Consider the cost implications of your solution design, from both the user and hosting perspectives. For more details, see Cost considerations for Copilot Extensibility.

Address RAI and compliance considerations

Regardless of the solution you choose, you need to be sure that it meets RAI and compliance requirements. Consider the following:

  • Does your Copilot extensibility solution require a specific LLM model or fine-tuning for specialized tasks, such as legal research or medical compliance? If so, for information about how to integrate the model with and optimize it for Copilot, see How to Choose the Right Models for Your Apps | Azure AI.
  • Make sure that your solution applies Responsible AI (RAI) principles, data governance, and store publishing (for ISVs) requirements.

Outline your development approach

After you choose your Copilot extensibility path, decide how you'll structure your development process. Choose the appropriate development tools, such as Teams Toolkit, Copilot Studio, Microsoft 365 Agents SDK or Azure AI based on your use case. To build your solution, start with a minimum viable product (MVP), and then refine based on feedback and performance.

The following table provides examples of extensibility solutions that use different Copilot extensibility options for various user scenarios.

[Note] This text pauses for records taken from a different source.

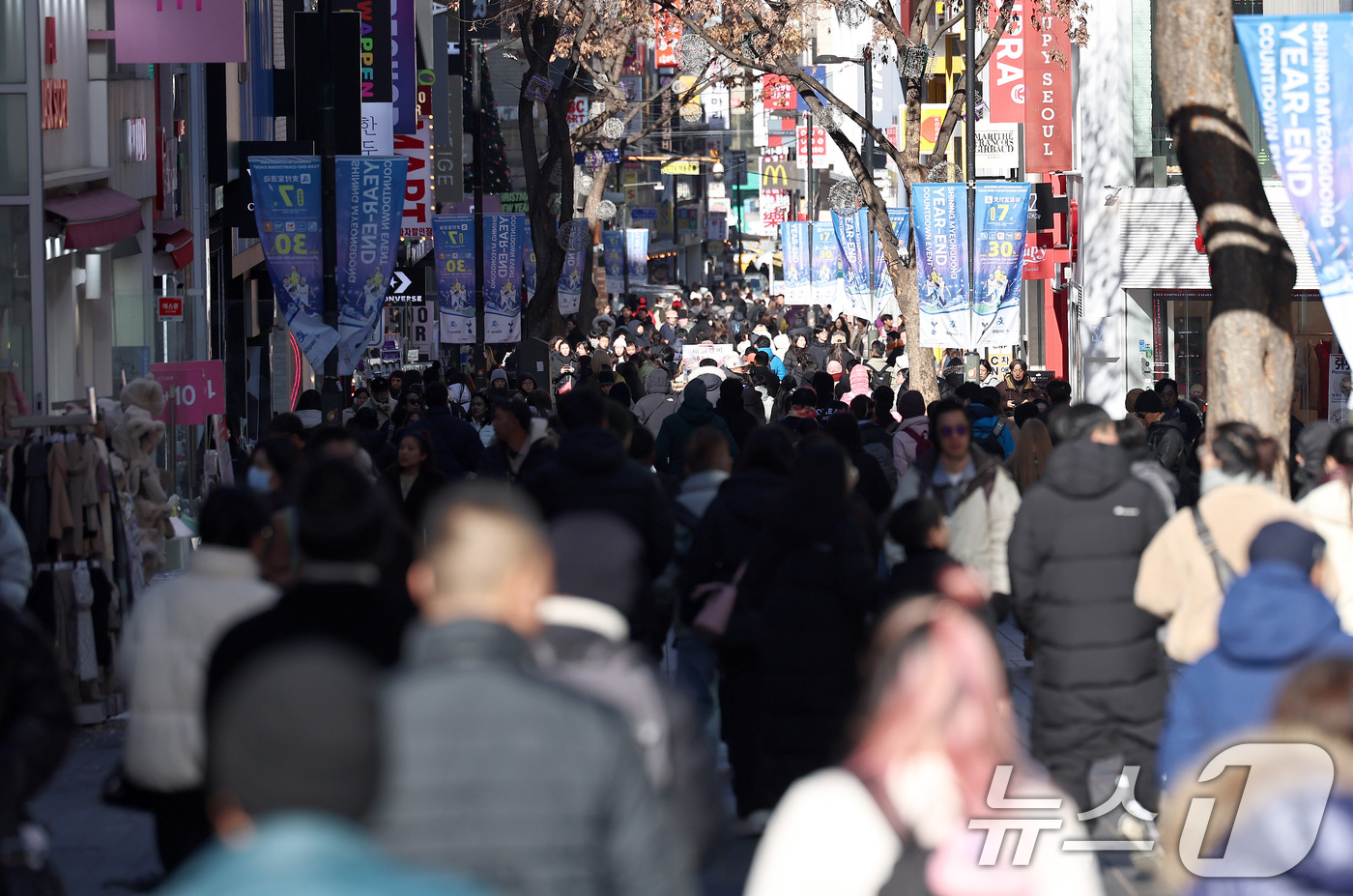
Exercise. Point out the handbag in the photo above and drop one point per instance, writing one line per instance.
(719, 600)
(1224, 574)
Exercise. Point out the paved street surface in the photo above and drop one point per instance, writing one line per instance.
(101, 851)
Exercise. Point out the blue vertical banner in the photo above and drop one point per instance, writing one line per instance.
(885, 301)
(453, 241)
(613, 250)
(503, 276)
(998, 276)
(827, 266)
(852, 236)
(1302, 72)
(528, 263)
(571, 283)
(940, 225)
(286, 192)
(371, 209)
(636, 254)
(287, 209)
(795, 261)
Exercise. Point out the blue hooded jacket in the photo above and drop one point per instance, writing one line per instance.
(1274, 621)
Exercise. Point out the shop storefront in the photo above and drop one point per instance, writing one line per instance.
(1169, 303)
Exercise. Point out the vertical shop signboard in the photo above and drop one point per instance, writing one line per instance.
(940, 226)
(503, 276)
(1302, 74)
(1001, 226)
(453, 240)
(1048, 108)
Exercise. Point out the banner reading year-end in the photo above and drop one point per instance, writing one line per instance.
(453, 239)
(940, 222)
(1302, 73)
(1001, 223)
(286, 191)
(794, 252)
(503, 276)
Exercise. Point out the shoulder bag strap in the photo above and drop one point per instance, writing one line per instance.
(1224, 574)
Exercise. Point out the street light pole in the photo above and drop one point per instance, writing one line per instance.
(331, 395)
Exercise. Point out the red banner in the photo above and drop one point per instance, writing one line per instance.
(1005, 73)
(1048, 114)
(777, 92)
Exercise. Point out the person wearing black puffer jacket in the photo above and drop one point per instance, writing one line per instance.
(1099, 673)
(591, 472)
(724, 539)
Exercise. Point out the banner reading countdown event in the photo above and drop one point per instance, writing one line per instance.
(827, 266)
(1302, 76)
(286, 191)
(1001, 225)
(940, 222)
(453, 241)
(852, 236)
(794, 254)
(503, 276)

Extensibility type Use case Example
Copilot connector IT support assistant A global company integrates the ServiceNow connector to enhance IT support with Copilot. Employees use Copilot to search troubleshooting guides, check ticket statuses, and submit service requests. The connector pulls data from ServiceNow, enabling real-time access to knowledge base articles and IT tickets. This integration improves self-service capabilities, reduces resolution times, and enhances overall IT support efficiency.
Copilot connector Customer information integration A sales team uses the Salesforce Copilot connector to improve customer retention and streamline workflows within Microsoft 365. Sales representatives can now quickly search and retrieve up-to-date customer data, such as Opportunities, Leads, and Accounts, directly from Copilot. With AI-assisted insights and recommendations, they can better personalize interactions and make informed decisions, boosting sales performance and reducing time spent switching between platforms.
Declarative agents + API plugin Healthcare compliance assistant A hospital builds a declarative agent to assist medical staff in accessing compliance guidelines. The declarative agent pulls policies from SharePoint and uses an API plugin to retrieve real-time regulatory updates from government portals.
Declarative agent + API Plugin + Copilot connector Project workflow optimizer A project management team creates an agent that integrates with GitHub and Jira to streamline workflows. The agent retrieves and updates Jira tickets, pulls GitHub PRs and code reviews, searches Teams chats and meeting notes, and uses Code Interpreter for project insights. It also suggests next steps and automates follow-ups to keep project managers informed and efficient.
Custom engine agents + API plugin Legal research AI A law firm creates a standalone AI agent using Azure OpenAI services. The agent uses a custom-trained LLM for case law analysis and integrates with external legal databases through API plugins.
Custom engine agent Manufacturing Predictive Maintenance Agent A factory develops a custom engine agent that predicts machine failures. It collects sensor data from IoT devices, processes it with an LLM, and alerts engineers through Teams when anomalies are detected, enabling proactive maintenance and minimizing downtime.
Custom engine agent + Copilot APIs Consultant knowledge access A consulting firm builds a custom agent to help consultants prep for client meetings. The agent uses the Copilot Retrieval API to access up-to-date SharePoint data, ensuring secure, compliant information access that keeps client data isolated and protected.